Homburg
Römermuseum stellt neues Saison-Programm vor
Am Mittwoch, 1. März, ist Saisonstart im Römermuseum Schwarzenacker. Am vergangenen Donnerstag hat die Stiftung zur Pressekonferenz eingeladen, auf der Stiftungsvorsitzende Philipp Scheidweiler Bilanz zog und das Programm der kommenden Saison vorgestellt hat.
Das vergangene Jahr sei nach zwei mageren Jahren 2019 und 2020 mit starken pandemiebedingten Einschränkungen sehr gut gewesen, so Scheidweiler. Zur Zeit vor der Pandemie 2019 sei ein deutlicher Besucherzuwachs von 13.000 zu 15.000 Besuchern zu verzeichnen gewesen. Waren im vergangenen Jahr noch die Themen Römer und Barock Schwerpunkte, verschiebe sich der Fokus in diesem Jahr wieder auf das Thema Römer, ohne den Barock aber völlig zu ignorieren. So seien auch wieder Veranstaltungen mit der Kammerzofe Henrietta alias Monika Link im Programm vorgesehen. Erster Höhepunkt des Jahresprogramms ist die Dauerausstellung mit den Playmobil-Nachbauten römischer Alltagsszenen von Peter Linn.
Die „Dauerbrenner“ bleiben im Programm
Zweiter Höhepunkt des Museumsprogramms ist das große Römerfest am 15. und 16. Juli. Dann wird römisches Leben im Freigelände auferstehen. „Das typische Alltagsleben in der römischen Stadt wird dann zwei Tage Einzug halten, inklusive Händler, Musiker, Handwerkern, römischen Speisen und Schaukämpfen“, verspricht Philipp Scheidweiler. Dafür gibt es in diesem Jahr kein Ambottens-Fest, denn das ist ein barockes Spektakel.

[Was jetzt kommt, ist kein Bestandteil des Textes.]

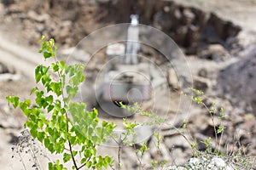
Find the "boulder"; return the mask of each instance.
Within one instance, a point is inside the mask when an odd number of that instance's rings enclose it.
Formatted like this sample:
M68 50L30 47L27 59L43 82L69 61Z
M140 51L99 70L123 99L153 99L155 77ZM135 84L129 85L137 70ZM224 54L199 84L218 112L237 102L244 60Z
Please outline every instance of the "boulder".
M256 46L241 54L241 60L221 71L217 79L223 96L236 104L247 103L255 108ZM255 109L254 114L256 114Z

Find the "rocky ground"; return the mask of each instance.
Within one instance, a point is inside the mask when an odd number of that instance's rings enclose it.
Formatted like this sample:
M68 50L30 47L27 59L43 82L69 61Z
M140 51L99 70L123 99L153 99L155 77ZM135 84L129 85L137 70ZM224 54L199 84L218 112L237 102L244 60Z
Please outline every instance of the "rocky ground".
M32 67L37 60L22 58L19 65L11 56L18 56L19 46L29 47L30 53L36 52L42 34L55 39L60 48L75 46L84 37L93 31L113 24L129 22L130 14L138 14L142 24L153 26L168 34L181 47L189 65L194 87L203 90L207 98L204 103L208 108L216 101L216 108L224 107L226 127L220 148L228 153L242 150L246 156L256 156L255 131L255 19L256 2L227 0L205 2L188 1L0 1L0 35L11 43L0 44L0 165L1 169L22 169L19 156L11 159L12 144L22 130L26 118L19 110L10 109L6 101L7 94L26 97L32 87ZM7 41L6 41L7 42ZM3 42L3 41L2 41ZM5 47L4 44L9 44ZM15 44L15 45L12 45ZM21 50L21 49L20 49ZM157 53L142 48L142 54L155 56ZM24 52L26 54L26 52ZM10 55L10 57L7 57ZM165 60L157 54L155 62L165 65ZM12 60L10 60L12 59ZM30 60L30 61L29 61ZM18 63L18 64L17 64ZM160 133L164 139L161 157L168 160L169 165L183 165L192 156L184 138L174 129L180 128L183 116L175 117L174 106L180 98L178 81L171 68L167 69L172 94L171 110ZM165 98L163 98L165 99ZM185 105L185 104L184 104ZM208 136L214 138L213 124L207 110L193 105L187 118L189 133L183 131L189 138L204 140ZM217 115L218 116L218 115ZM214 117L214 120L217 116ZM218 125L220 122L215 120ZM148 141L155 147L155 139ZM213 144L214 145L214 144ZM215 147L215 146L213 146ZM203 144L199 149L204 150ZM105 154L114 153L102 147ZM114 149L113 149L114 150ZM115 150L115 153L117 150ZM125 169L137 169L134 150L126 148L121 159ZM133 154L133 155L132 155ZM116 156L115 154L113 156ZM157 153L149 151L145 162L155 158ZM228 158L227 158L228 159ZM147 165L148 167L148 164ZM146 166L146 167L147 167ZM148 168L147 167L147 168ZM255 168L255 167L254 167ZM45 168L43 168L45 169Z

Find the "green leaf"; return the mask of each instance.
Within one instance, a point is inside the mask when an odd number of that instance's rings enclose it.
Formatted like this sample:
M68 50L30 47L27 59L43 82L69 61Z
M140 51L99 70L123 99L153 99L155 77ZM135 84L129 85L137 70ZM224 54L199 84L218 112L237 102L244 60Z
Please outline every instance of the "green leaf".
M67 162L68 162L71 159L71 155L67 154L67 153L64 153L63 155L63 162L64 163L66 163Z
M52 91L57 95L60 96L62 94L61 83L61 82L52 82L50 84Z
M51 58L52 57L52 54L48 53L48 52L44 52L44 59Z
M37 91L38 91L38 87L33 88L30 92L30 95L32 95L33 93L35 93Z
M56 65L55 63L52 63L51 66L52 66L52 69L53 69L54 72L56 72L56 71L59 71L59 65Z
M19 105L20 98L17 96L6 96L6 99L8 103L11 103L15 108L16 108Z
M36 82L38 83L42 77L41 71L42 71L43 65L39 65L35 69L35 76L36 76Z
M38 132L38 139L41 143L44 141L44 136L45 136L44 132Z

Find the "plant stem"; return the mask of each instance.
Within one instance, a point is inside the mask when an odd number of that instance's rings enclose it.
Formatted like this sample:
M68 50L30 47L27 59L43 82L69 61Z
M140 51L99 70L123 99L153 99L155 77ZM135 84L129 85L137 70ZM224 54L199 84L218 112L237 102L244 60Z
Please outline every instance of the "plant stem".
M54 58L54 60L55 60L55 64L57 65L57 61L56 61L55 58ZM64 105L66 105L67 104L66 104L66 101L65 101L65 97L64 97L64 93L63 93L64 92L63 85L62 85L63 82L61 81L61 73L60 73L59 71L58 71L58 76L59 76L60 82L61 83L61 96L62 96L62 99L63 99L63 102L64 102ZM73 163L76 170L79 170L77 162L76 162L74 156L73 154L72 144L71 144L71 142L70 142L70 139L69 139L69 135L68 135L68 132L69 132L69 128L68 128L68 116L67 116L67 113L66 110L65 110L65 116L66 116L66 127L67 127L67 139L68 146L69 146L69 152L70 152L70 155L71 155L71 157L72 157L72 161L73 161Z

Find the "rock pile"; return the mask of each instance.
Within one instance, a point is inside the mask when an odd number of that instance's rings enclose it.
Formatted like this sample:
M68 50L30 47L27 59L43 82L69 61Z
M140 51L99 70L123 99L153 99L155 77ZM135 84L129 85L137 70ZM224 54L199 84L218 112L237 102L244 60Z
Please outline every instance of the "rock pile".
M38 44L41 35L49 35L61 45L74 46L97 28L129 22L131 14L140 16L140 23L168 34L188 54L197 54L212 43L225 46L241 31L213 13L172 1L25 0L4 4L4 24L21 26L29 44Z

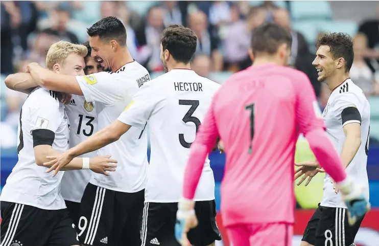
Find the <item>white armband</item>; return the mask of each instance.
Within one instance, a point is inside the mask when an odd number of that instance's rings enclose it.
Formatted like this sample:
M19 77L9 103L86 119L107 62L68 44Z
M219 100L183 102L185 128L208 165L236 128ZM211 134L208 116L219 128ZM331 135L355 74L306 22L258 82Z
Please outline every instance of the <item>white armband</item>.
M89 169L89 158L88 157L85 157L82 158L83 162L83 166L82 167L82 169Z

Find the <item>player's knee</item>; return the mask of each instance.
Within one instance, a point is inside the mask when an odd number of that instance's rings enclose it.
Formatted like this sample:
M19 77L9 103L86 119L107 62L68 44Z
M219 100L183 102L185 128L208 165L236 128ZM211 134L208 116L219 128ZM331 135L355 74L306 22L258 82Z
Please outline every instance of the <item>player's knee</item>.
M314 246L313 244L311 244L308 242L305 241L301 241L301 243L300 244L300 246Z

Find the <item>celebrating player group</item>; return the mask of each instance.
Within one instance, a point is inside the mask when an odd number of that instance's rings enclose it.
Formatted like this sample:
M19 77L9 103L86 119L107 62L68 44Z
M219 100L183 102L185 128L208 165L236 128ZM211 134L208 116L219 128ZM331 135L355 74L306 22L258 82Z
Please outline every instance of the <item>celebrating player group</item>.
M294 173L309 182L319 172L327 173L324 197L301 245L353 243L369 207L370 106L349 78L348 35L318 42L313 64L332 91L322 114L307 77L287 66L291 35L275 24L254 30L253 65L222 86L191 69L197 39L189 28L163 30L166 73L152 81L117 18L87 33L83 44L53 44L47 69L32 63L6 79L29 96L18 161L0 197L1 246L214 245L221 237L208 154L218 144L233 246L292 245ZM295 172L300 133L317 161Z

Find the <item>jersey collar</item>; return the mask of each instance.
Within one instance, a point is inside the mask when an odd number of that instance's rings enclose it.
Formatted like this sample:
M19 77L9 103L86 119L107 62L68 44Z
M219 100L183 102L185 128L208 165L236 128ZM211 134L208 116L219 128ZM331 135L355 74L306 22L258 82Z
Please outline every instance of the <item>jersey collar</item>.
M136 62L135 60L133 59L132 61L129 61L129 62L127 62L126 63L125 63L125 65L124 65L123 66L120 68L120 69L117 70L116 72L115 72L115 73L119 73L120 72L124 72L128 66L129 66L131 64L133 64L134 62Z

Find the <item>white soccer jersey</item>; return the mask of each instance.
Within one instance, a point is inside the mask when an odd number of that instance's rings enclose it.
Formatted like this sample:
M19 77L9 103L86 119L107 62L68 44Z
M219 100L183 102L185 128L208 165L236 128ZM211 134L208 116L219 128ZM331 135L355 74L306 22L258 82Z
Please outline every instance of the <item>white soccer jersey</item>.
M124 65L115 73L102 72L77 76L87 102L96 102L99 130L117 119L144 83L149 72L136 61ZM99 155L110 154L118 162L109 176L92 173L89 182L106 189L136 192L145 189L148 166L146 130L132 127L117 141L102 148Z
M20 112L17 152L18 161L2 191L1 200L54 210L66 208L61 194L62 171L53 177L47 168L36 164L32 132L46 129L55 133L53 148L63 152L68 148L69 128L64 106L55 93L36 89Z
M349 109L355 107L359 114ZM330 94L322 114L326 125L326 132L340 154L345 137L343 127L351 122L361 124L361 146L355 156L346 169L347 175L357 183L368 187L366 166L370 128L370 105L363 92L350 79L336 88ZM368 200L368 189L365 197ZM330 177L327 174L324 178L324 195L321 205L325 207L345 208L341 193L336 194Z
M69 147L78 145L98 131L98 115L94 102L87 102L84 97L72 95L66 106L70 124ZM96 151L78 157L93 157ZM62 178L62 196L65 200L80 203L84 189L92 175L90 170L75 170L66 172Z
M149 120L151 152L145 202L177 202L190 146L220 87L192 70L174 69L147 84L118 120L140 129ZM195 200L215 199L215 178L206 159Z

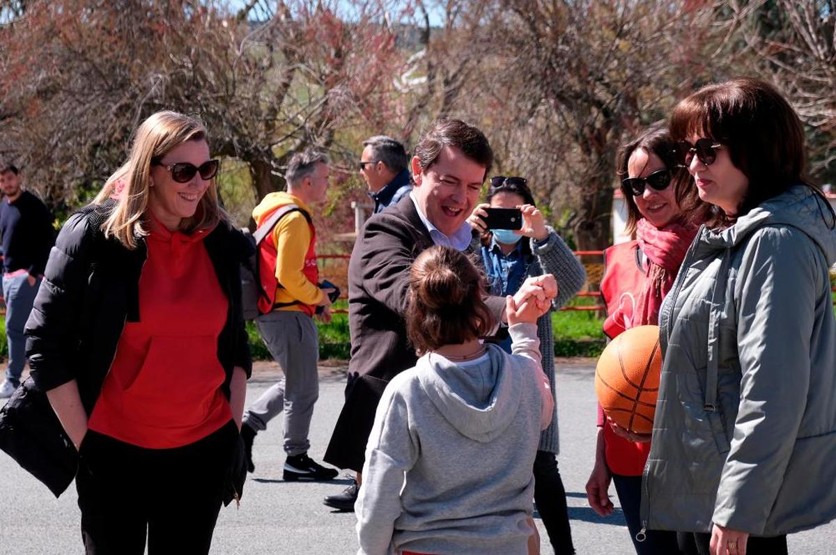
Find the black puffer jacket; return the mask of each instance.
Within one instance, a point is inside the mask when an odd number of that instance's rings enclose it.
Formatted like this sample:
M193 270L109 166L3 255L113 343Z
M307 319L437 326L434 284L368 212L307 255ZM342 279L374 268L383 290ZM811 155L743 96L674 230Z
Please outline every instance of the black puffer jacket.
M71 444L67 445L65 435L60 441L43 437L44 430L58 420L54 415L41 414L43 407L49 405L40 397L75 379L82 403L90 414L125 322L139 320L139 282L147 249L142 238L132 251L112 237L104 238L101 224L114 206L111 201L86 206L70 216L61 229L26 324L32 379L0 414L0 447L56 495L72 481L78 455ZM222 390L228 399L232 369L243 368L248 377L252 367L239 273L241 262L251 247L240 232L224 223L206 236L204 246L229 301L217 345L218 360L227 374ZM50 416L54 420L52 424ZM42 436L37 443L31 437L36 430ZM45 458L38 464L37 457ZM238 477L233 480L238 481ZM226 501L240 491L237 486Z

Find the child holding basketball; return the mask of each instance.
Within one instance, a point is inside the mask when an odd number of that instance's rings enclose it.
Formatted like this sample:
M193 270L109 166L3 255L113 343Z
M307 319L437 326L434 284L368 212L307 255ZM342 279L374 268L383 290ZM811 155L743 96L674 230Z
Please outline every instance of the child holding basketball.
M482 283L450 247L412 265L406 329L423 356L378 405L355 507L358 553L539 551L531 469L553 400L537 318L557 285L532 278L507 298L508 354L479 342L496 326Z

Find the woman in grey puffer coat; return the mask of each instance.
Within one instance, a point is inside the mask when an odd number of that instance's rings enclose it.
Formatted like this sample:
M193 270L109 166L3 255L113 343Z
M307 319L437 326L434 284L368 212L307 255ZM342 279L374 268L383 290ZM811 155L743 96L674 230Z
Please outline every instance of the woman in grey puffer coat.
M836 517L836 215L770 85L706 87L670 128L714 217L660 313L643 524L696 532L701 554L786 553Z

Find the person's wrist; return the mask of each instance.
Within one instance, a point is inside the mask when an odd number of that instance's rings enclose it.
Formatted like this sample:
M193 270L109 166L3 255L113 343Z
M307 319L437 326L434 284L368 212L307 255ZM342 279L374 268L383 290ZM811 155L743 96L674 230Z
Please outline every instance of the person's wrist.
M534 241L538 242L545 242L546 239L548 238L548 230L543 227L542 230L537 230L534 234L532 235Z

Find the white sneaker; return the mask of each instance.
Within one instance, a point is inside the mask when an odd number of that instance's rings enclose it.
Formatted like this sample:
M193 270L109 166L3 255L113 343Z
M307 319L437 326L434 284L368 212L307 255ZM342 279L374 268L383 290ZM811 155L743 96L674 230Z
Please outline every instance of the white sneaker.
M3 385L0 385L0 399L6 399L7 397L11 397L12 394L18 388L14 386L10 380L3 380Z

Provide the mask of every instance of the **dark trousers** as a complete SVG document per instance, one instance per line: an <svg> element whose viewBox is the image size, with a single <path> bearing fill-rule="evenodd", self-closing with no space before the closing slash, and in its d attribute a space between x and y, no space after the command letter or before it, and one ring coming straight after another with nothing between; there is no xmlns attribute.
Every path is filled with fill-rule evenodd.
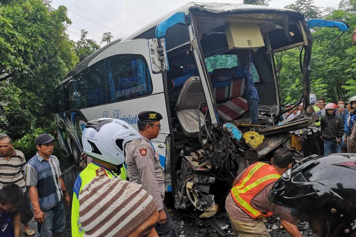
<svg viewBox="0 0 356 237"><path fill-rule="evenodd" d="M32 210L30 206L30 201L27 196L28 192L28 190L26 190L23 193L22 202L20 206L21 223L25 225L27 225L32 217Z"/></svg>
<svg viewBox="0 0 356 237"><path fill-rule="evenodd" d="M163 209L167 216L167 219L166 223L162 226L159 224L157 224L155 226L157 234L159 237L178 237L178 234L171 217L171 214L168 212L168 210L164 203L163 203Z"/></svg>

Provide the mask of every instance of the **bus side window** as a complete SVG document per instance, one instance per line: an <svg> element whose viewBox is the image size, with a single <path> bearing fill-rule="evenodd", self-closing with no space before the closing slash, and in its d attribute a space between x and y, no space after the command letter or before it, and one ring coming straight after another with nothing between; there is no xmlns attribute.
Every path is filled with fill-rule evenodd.
<svg viewBox="0 0 356 237"><path fill-rule="evenodd" d="M152 80L143 56L120 54L105 60L109 102L117 101L152 93Z"/></svg>
<svg viewBox="0 0 356 237"><path fill-rule="evenodd" d="M57 88L54 91L54 111L62 112L64 111L64 104L63 100L63 87L62 86Z"/></svg>
<svg viewBox="0 0 356 237"><path fill-rule="evenodd" d="M87 83L87 106L108 102L104 61L97 63L83 72Z"/></svg>
<svg viewBox="0 0 356 237"><path fill-rule="evenodd" d="M85 84L82 73L80 73L69 82L69 105L71 110L86 106Z"/></svg>

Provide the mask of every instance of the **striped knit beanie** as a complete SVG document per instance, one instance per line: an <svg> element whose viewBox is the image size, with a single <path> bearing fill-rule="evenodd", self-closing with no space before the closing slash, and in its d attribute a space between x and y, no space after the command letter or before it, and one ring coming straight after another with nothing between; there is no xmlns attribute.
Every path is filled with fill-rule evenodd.
<svg viewBox="0 0 356 237"><path fill-rule="evenodd" d="M126 236L157 209L153 197L136 184L98 177L79 194L85 236Z"/></svg>

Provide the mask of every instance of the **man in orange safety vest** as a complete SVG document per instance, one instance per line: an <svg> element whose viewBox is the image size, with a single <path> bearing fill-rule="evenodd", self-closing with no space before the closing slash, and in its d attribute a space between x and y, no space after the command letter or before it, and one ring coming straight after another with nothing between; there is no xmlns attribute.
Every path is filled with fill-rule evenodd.
<svg viewBox="0 0 356 237"><path fill-rule="evenodd" d="M270 237L262 220L273 215L267 206L268 193L274 183L292 167L293 158L290 151L279 148L273 153L271 165L262 162L253 164L235 179L225 203L235 235L241 237ZM296 226L281 221L292 236L302 237Z"/></svg>

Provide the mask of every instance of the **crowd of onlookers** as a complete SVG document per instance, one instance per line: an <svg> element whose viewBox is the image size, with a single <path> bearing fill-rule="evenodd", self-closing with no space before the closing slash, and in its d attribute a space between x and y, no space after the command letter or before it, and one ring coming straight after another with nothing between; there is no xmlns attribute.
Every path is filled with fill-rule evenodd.
<svg viewBox="0 0 356 237"><path fill-rule="evenodd" d="M356 96L348 103L339 99L326 104L324 98L316 100L313 94L310 97L310 104L319 119L313 127L294 131L290 147L301 157L355 152L356 113L353 108L356 107ZM285 108L287 111L282 119L299 116L305 109L303 103L288 104ZM158 136L162 116L153 111L144 111L138 117L138 132L128 129L127 125L121 124L124 122L117 119L88 122L82 136L88 160L73 189L73 236L111 232L131 236L130 233L137 231L147 233L148 236L178 236L163 202L166 188L159 155L150 141ZM100 128L97 130L97 128ZM127 129L131 133L126 137ZM124 140L127 144L120 148L117 142ZM37 152L26 163L23 153L14 149L11 138L0 134L0 237L17 237L21 232L35 235L36 231L28 225L32 217L38 223L40 236L59 237L65 231L64 206L69 206L71 199L61 177L59 161L52 155L54 142L57 141L47 134L39 135L36 140ZM124 161L127 174L123 166L117 170L117 166ZM108 178L94 178L100 176ZM128 177L142 188L120 182L120 179L111 180L119 177L124 180ZM131 199L137 201L130 202ZM113 209L111 206L117 207ZM130 217L131 220L120 215ZM105 221L109 220L116 224Z"/></svg>
<svg viewBox="0 0 356 237"><path fill-rule="evenodd" d="M40 235L48 236L46 233L50 232L51 236L59 236L65 230L62 200L69 205L70 198L61 177L59 161L52 155L56 141L48 134L39 136L37 152L26 163L23 153L13 149L12 140L0 134L0 236L20 236L21 223L23 234L33 235L36 231L28 225L33 216L42 231Z"/></svg>
<svg viewBox="0 0 356 237"><path fill-rule="evenodd" d="M313 97L316 98L315 95L310 94L310 103L319 120L315 123L314 129L295 131L290 140L291 147L296 150L301 157L314 153L328 155L356 151L354 140L356 133L354 128L356 113L354 109L356 107L356 96L351 97L348 102L340 99L337 102L327 104L324 98L316 100L313 99ZM288 111L294 105L293 103L287 104L283 109ZM304 109L302 103L294 109L287 111L283 115L282 119L298 116Z"/></svg>

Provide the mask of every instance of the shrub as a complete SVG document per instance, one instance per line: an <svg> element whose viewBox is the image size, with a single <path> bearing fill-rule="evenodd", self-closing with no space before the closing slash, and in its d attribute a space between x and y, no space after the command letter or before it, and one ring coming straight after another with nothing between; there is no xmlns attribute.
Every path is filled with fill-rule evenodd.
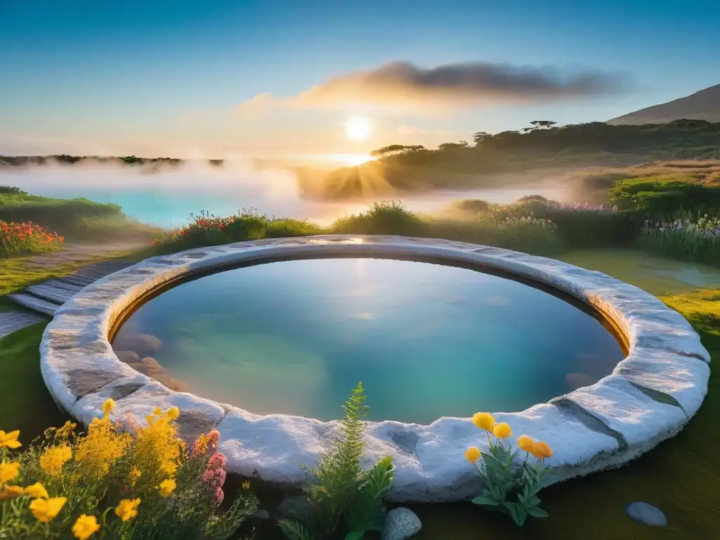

Über den beiden großen Themenhöhepunkten will das Museum aber auch die „Dauerbrenner“, wie Scheidweiler sie nennt, nicht vergessen. Dies sind das Sommerferienprogramm im Museum, die vor zwei Jahren eingeführte und sehr erfolgreiche Osterrallye in den Ausgrabungen am 6. April, die Möglichkeit, Kindergeburtstage auszurichten, sowie die diversen Schulprojekte. All das wird es also auch in diesem Jahr geben. Dazu kommt der römische Koch-Workshop „Unvergessen“ am 2. September, für den sich jedermann und jede Frau anmelden kann. Bei Bedarf könne man einen solchen Workshop auch zusätzlich für geschlossene Gruppen, etwa für Firmengruppen, anbieten. Und dann ist da noch „Dip Trip“, eine kulinarische Reise durch das Museum mit vier Stationen, die am 2. Juni und am 15. September stattfindet.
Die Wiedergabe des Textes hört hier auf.